Wenger began soccer's obsession with puffy jackets

  • May 3, 2021 11:47 PM PDT
    Wenger began soccer's obsession with puffy jackets


    Some say it began with Arsene Wenger, the Arsenal icon, on Oct. 16, 2010, against Birmingham City, when he wore a full-length, five-partition Nike Storm Fit winter coat that came down to his knees -- a foot longer than his puffy jacket from the previous season. Some say Jose Mourinho's assistant coach at Inter, Daniele Bernazzani, wore a big down puffer before Wenger did, early winter 2010, at the Coppa Italia. Some say it was Mourinho, who wore his at Chelsea practice, sometime before March that same year.Get more news about [url=https://www.futbolucl.com/c/Soccer-Kids-Mini-kits_c272]Kids Mini Jersey[/url],you can vist futbolucl!

    Some say it just sprang up and finding a patient zero for the long soccer parka, a universal and infamous piece of clothing, is like trying to trace the first player to wear colored cleats.Soccer is a copycat sport. It might have been Mourinho or Wenger who went first -- there's also a fair shout for Malcolm Allison, who managed Manchester City and Crystal Palace in the 1970s, as the first true parka-wearer in English soccer -- but in the past decade it's become a movement, with downy coats stretching across Europe and into the Americas.

    England gets frigid in the winter; soon after the jackets bubbled up there, they ended up across top-flight European leagues. While managers' need for warmth wasn't taken seriously at first -- the meme economy was lousy with jokes about Wenger's long jacket and its correlation with missing titles -- the jackets were too practical to ignore.

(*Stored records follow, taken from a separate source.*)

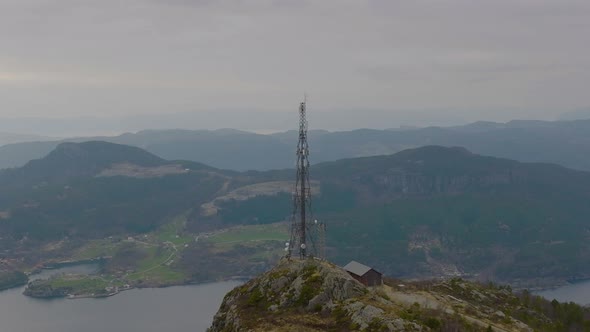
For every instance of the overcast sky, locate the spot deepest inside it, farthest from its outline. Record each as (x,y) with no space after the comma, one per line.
(461,59)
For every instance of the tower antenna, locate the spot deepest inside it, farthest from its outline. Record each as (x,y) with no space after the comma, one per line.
(303,230)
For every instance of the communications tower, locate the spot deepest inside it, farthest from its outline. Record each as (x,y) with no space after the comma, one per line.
(306,234)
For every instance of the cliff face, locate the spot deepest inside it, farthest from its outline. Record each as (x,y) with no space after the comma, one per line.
(314,295)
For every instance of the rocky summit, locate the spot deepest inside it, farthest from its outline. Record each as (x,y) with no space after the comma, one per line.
(312,295)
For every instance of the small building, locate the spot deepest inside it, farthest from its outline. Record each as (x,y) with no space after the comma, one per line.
(364,274)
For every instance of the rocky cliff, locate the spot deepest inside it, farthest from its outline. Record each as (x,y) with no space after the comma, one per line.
(315,295)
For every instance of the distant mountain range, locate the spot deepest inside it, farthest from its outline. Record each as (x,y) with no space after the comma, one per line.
(10,138)
(427,211)
(562,142)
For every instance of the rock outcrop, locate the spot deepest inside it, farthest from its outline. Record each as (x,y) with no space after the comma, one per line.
(305,295)
(312,295)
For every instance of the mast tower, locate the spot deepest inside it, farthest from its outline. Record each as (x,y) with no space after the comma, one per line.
(303,230)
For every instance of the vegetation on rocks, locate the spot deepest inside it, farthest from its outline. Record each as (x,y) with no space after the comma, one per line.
(313,295)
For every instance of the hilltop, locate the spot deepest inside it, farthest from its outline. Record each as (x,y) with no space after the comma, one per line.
(565,143)
(313,295)
(424,212)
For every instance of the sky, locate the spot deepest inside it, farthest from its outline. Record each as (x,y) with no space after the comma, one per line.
(374,63)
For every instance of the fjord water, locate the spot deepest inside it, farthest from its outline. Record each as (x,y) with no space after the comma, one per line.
(578,292)
(182,308)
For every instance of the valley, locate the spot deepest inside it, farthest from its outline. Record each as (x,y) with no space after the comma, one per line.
(420,213)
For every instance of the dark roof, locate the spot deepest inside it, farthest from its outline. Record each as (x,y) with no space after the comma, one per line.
(357,268)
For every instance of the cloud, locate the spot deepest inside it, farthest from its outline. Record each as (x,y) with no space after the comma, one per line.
(487,59)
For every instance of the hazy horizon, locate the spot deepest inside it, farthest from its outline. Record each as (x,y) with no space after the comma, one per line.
(398,63)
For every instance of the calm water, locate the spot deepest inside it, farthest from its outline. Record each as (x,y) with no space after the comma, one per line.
(578,292)
(183,308)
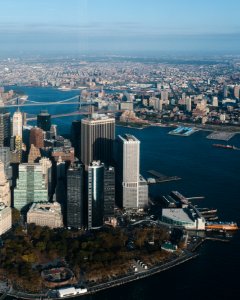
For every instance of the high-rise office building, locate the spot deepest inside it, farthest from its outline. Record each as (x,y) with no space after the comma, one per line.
(5,194)
(34,154)
(109,192)
(75,200)
(188,104)
(76,137)
(46,165)
(31,186)
(5,158)
(44,120)
(215,101)
(95,189)
(18,148)
(131,187)
(5,218)
(97,137)
(129,160)
(5,129)
(17,124)
(53,131)
(225,91)
(236,90)
(36,137)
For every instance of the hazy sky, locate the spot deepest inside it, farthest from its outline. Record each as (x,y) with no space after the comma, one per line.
(113,26)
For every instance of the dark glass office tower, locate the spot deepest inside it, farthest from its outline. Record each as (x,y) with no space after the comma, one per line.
(75,203)
(97,137)
(109,192)
(95,194)
(44,120)
(76,137)
(5,128)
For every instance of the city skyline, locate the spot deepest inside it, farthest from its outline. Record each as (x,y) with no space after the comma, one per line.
(128,27)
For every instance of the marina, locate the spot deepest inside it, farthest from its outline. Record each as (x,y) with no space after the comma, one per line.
(221,135)
(183,131)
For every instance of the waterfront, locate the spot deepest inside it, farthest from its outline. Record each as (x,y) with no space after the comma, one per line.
(205,171)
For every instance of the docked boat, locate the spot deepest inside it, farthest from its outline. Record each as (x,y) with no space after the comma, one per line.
(221,226)
(225,146)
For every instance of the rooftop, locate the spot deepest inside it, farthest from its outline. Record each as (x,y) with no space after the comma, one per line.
(177,214)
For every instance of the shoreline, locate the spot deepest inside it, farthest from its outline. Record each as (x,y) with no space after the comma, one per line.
(184,257)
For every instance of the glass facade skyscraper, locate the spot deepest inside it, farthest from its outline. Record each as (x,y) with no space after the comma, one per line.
(97,137)
(75,201)
(95,194)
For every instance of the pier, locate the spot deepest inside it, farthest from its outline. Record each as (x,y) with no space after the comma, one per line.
(160,178)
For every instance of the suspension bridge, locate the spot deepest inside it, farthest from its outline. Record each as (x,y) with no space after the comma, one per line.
(76,100)
(16,103)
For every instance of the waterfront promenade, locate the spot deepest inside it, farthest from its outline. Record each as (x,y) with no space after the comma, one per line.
(163,266)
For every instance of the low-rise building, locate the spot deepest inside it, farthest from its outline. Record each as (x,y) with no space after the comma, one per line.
(45,214)
(187,217)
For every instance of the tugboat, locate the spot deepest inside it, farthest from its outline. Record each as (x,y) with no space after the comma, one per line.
(225,146)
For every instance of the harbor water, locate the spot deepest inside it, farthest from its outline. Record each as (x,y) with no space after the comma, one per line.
(205,171)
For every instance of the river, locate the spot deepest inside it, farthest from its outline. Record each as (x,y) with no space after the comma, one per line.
(205,171)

    Parkas cut for the pitch have since spread beyond soccer to high fashion. But they're not really found in the stands and are not easily available for fans to buy. In fact, they're barely sportswear and mostly produced now, without club logos, by fashion houses in Milan and Paris. Why does an infamous piece of club merchandise only sell in odd, remaindered sizes, in modified versions, in second-hand stores or showcase them on catwalks?The New York Times ran a story about soccer managers' ugly coats shortly after a definitive Wenger meme went viral, a zipper malfunction during a 2012 Arsenal win over Newcastle. The story singled out Wenger, Sir Alex Ferguson and Rafael Benitez as ill-dressed; Roberto Mancini, Mourinho and Andre Villas-Boas were suave by comparison. Sarah Lyall, the Times' London correspondent who wrote the story, identified three archetypes: the "East German apparatchik, suave Italian and slob in a tracksuit." Wenger's long down coat, worn oversized, had an Eastern Bloc chicness to it but six years ago, it was "aggressively unstylish." The paper described Wenger's parka as "oddly elongated, sausage-like... makes him look like a caterpillar... [a] multizippered, hooded curiosity."

    In a phone interview, Lyall said stylish dress was one way Premier League coaches made their authority over players more absolute. Natty Europeans seemed to do what basketball coaches do here, "[priding] themselves on being super sharply dressed as a way of exerting some sort of authority over the pitch when they were coaching." It's a type of fear through style.

    Lyall told me she focused on Wenger's jacket since it was "a source of huge amusement and ridicule for both Arsenal fans and non-Arsenal fans." As she saw it, his parka overshadowed his suits. She also preferred Mancini's slim-fitting, nonchalant style, and then-Exeter boss Paul Tisdale's overcoats and foulards, to the slovenly tracksuits worn by some coaches. Still, a long down jacket is a better career move than an umbrella and in the past decade, it's become a feature across soccer.